Back in July, we reported that gambling football shirt sponsorships could be banned under the newly revised Gambling Act after MP Carolyn Harris, the Chair of the All-Party Parliamentary Group on Gambling Related Harm spoke out against the partnerships and said banning them was one of the “most obvious” things to do under the new Gambling Act.
At the time of writing, nine of the 20 Premier League football clubs are supported by gambling companies and, although said sponsorships are currently aiding clubs facing financial issues as a result of the COVID-19 pandemic, Harris wants clubs to “wean” themselves off sponsorships and called on the Government to provide more support.
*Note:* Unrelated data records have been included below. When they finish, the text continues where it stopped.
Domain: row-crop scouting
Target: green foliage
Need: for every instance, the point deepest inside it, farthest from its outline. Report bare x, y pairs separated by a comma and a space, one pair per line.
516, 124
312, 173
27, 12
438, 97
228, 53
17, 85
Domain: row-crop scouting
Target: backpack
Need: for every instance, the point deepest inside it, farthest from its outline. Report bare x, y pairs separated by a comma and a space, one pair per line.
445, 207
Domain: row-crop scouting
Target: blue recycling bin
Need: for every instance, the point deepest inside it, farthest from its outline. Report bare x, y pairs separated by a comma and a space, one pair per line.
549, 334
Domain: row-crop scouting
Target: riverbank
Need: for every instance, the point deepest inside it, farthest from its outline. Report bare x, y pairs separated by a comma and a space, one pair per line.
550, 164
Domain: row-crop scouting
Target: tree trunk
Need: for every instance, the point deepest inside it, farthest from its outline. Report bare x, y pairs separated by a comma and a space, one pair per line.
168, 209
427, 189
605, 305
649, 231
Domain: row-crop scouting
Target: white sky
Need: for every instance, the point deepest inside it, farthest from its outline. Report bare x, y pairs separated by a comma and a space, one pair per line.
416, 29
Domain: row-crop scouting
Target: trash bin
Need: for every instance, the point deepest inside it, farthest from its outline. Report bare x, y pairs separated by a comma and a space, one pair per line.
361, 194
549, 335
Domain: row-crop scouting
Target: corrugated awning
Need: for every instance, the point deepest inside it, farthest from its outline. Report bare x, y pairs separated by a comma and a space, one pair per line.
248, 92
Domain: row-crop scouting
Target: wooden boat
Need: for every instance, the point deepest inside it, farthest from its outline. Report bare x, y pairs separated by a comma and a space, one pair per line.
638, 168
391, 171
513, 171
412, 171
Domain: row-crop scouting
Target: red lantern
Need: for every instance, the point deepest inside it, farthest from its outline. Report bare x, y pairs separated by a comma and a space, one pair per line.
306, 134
Harris, who believes that these shirt sponsorships normalise gambling for children, said back in July: “I think the Government needs to do more to support football clubs in terms of finances. I’ve got no problem with sponsorships, but it needs to be something that is far more family-friendly instead of things that can cause addiction. It’s the messaging that’s really important. It’s a family environment, and therefore the sponsorship needs to come from a family organisation.”
Meanwhile, numerous gambling organisations and campaigners have called for an end or more restrictions to gambling sponsorships in football. Clubs themselves, like Swansea City, have steadily been pulling logos from their jerseys as part of a move to promote safer gambling and prevent exposure to minors.